Departing companies don’t want to abandon their investments entirely, and some have no intention of quitting the market completely. But Russia has become so toxic that simply ignoring the war in Ukraine is not an option either. That has driven a tsunami of M&A deals as Western investors try to rescue something from the Russian debacle.
A Russian official estimated in August that three-quarters
of Western companies are still working in Russia, but the picture is muddled. According to a study by the Kyiv School of Economics (KSE), only about 50 companies have genuinely left the market completely, while others are in some sort of limbo. Other have moved their legal domiciles to “friendly countries.” Many have suspended their operations, but
have kept the option to restart them in a few years’ time when the storm blows over. And many of them are selling their businesses to their Russian management, distribution partners or opportunistic entrepreneurs taking advantage of the fire-sale that is underway.
The picture is further muddied by parallel imports. While some companies like Apple and Nike have nominally pulled out of Russia they have done so by selling their distribution chains to their Russian management, which will continue to import their products via intermediate countries like Turkey, which has seen its trade with Russia grow by 50% this year compared to what it was a year ago before the war started.
Sanctions have forced a massive restructuring of Russian business and also have resulted in a lot of bargains as leading Russian entrepreneurs snap up cheap assets as departing foreign firms try to rescue something from the debacle. / bne IntelliNews
Russians were buying 30mn smartphones in 2021 and Apple was at the top of the list, but this year the brand
has completely fallen out of the top ten brand sales list, to be replaced by Chinese brands. Former president Dmitri Medvedev said this month that it is still possible to buy the new Apple 14 in Moscow – it has been released since the war started – just it costs 20% more, is imported via Turkey and doesn’t have any of the service agreements or company guarantees Apple offers in its legitimate markets.
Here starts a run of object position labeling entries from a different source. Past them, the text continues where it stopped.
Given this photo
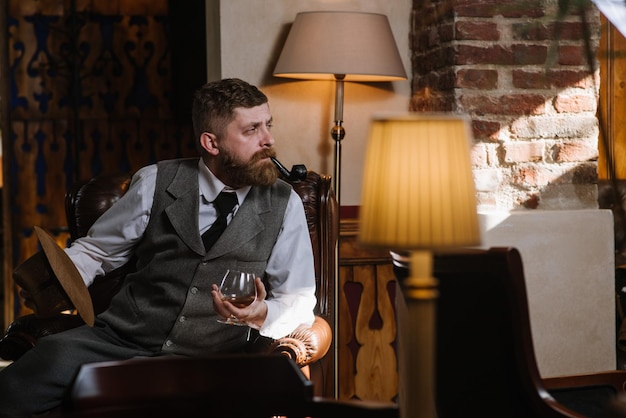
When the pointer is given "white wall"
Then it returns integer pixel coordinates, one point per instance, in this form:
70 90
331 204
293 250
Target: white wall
252 34
569 271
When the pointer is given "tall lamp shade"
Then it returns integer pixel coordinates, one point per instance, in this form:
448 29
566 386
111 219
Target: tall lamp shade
418 195
340 46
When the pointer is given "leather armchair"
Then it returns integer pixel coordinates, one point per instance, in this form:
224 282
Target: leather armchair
87 201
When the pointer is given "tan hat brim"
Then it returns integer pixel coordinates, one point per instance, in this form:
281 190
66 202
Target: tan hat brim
68 276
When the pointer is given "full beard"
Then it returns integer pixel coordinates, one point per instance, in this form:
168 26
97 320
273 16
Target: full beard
250 173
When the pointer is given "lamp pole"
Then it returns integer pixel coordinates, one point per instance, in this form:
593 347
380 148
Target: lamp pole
338 133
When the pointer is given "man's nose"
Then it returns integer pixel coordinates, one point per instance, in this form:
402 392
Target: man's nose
268 138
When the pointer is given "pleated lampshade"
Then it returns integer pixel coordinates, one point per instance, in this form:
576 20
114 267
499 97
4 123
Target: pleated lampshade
418 190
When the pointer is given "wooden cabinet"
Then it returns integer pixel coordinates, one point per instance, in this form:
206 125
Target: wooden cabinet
367 363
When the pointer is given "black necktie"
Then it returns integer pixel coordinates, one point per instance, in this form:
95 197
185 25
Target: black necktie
224 203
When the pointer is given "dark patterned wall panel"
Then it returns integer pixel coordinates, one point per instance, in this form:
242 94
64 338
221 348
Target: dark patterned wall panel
91 92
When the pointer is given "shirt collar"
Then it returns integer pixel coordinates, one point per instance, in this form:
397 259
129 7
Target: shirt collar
210 186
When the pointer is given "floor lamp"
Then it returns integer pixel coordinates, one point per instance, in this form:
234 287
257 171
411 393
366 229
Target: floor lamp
418 196
340 46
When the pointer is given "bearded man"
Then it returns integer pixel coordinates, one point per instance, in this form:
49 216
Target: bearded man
171 303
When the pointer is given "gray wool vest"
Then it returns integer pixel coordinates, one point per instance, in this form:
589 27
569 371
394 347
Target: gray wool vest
166 304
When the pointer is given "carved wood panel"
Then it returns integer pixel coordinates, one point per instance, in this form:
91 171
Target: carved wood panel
367 361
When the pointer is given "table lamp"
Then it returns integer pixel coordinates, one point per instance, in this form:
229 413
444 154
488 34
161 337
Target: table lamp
418 196
340 46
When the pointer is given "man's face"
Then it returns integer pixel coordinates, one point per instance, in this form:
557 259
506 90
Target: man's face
245 148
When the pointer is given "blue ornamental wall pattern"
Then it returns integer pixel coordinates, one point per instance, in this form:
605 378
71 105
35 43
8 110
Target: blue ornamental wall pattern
89 93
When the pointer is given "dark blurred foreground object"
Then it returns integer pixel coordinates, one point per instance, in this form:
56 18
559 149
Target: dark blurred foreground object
486 365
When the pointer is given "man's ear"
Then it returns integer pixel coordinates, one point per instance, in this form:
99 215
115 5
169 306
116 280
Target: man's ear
208 143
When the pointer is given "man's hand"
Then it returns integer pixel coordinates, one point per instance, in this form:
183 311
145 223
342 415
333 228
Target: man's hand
254 314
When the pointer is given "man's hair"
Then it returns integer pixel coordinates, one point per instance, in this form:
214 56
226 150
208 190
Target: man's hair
214 104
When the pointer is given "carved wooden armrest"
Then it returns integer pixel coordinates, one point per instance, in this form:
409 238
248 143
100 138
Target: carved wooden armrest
306 344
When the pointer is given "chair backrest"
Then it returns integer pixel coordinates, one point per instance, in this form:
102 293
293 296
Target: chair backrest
486 364
227 385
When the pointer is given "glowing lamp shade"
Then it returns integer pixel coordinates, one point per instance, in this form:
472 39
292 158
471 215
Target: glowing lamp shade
418 190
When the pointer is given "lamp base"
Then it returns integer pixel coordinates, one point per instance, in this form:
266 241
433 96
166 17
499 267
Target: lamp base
416 311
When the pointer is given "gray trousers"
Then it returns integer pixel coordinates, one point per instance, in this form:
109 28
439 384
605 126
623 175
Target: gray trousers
40 379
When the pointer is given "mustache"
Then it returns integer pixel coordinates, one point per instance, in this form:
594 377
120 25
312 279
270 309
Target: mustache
268 153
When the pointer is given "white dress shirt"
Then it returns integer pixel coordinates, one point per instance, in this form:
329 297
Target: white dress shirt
290 271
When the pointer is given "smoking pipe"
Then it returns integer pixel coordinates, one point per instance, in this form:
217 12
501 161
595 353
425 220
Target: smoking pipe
298 171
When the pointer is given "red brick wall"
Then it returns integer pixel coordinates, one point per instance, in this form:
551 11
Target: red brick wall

Like most Western brands that have started to reappear in Russia, Apple has no control over the parallel imports. They are organised by traders who do not have the capacity to handle a million unit orders but are sending smaller orders, so volumes of sales have collapsed.
With other products like high-end suitcases the total volumes are of a manageable size for traders and the distributors
that are taking over from the brand-owners will be able to continue their business more or less as normal. And often these sellers will continue to offer the same customer service and guarantees as the original producer, except taking those costs onto their own book rather than passing them to the parent company as in the past.
Apple hasn’t pulled out completely as it returned the apps of Russian internet major VK (former Mail.ru) to the App Store at the start of October after the Russian company provided proof that it’s not “majority-owned or controlled by a sanctioned entity,” The Verge reported, thus further muddying the waters.
On top of that there are currently 400 oligarchs and mini- grachs in Dubai that are scrambling to break their companies into a Russian part and an international part that can continue business, according to bne IntelliNews reporters in the Arab city, the favoured and largest financial centre still open to Russian businessmen.
Some of these are taking their know-how, resources and money to launch new international versions of their existing businesses and are just building up mirror-image of businesses they have already pioneered in Russia.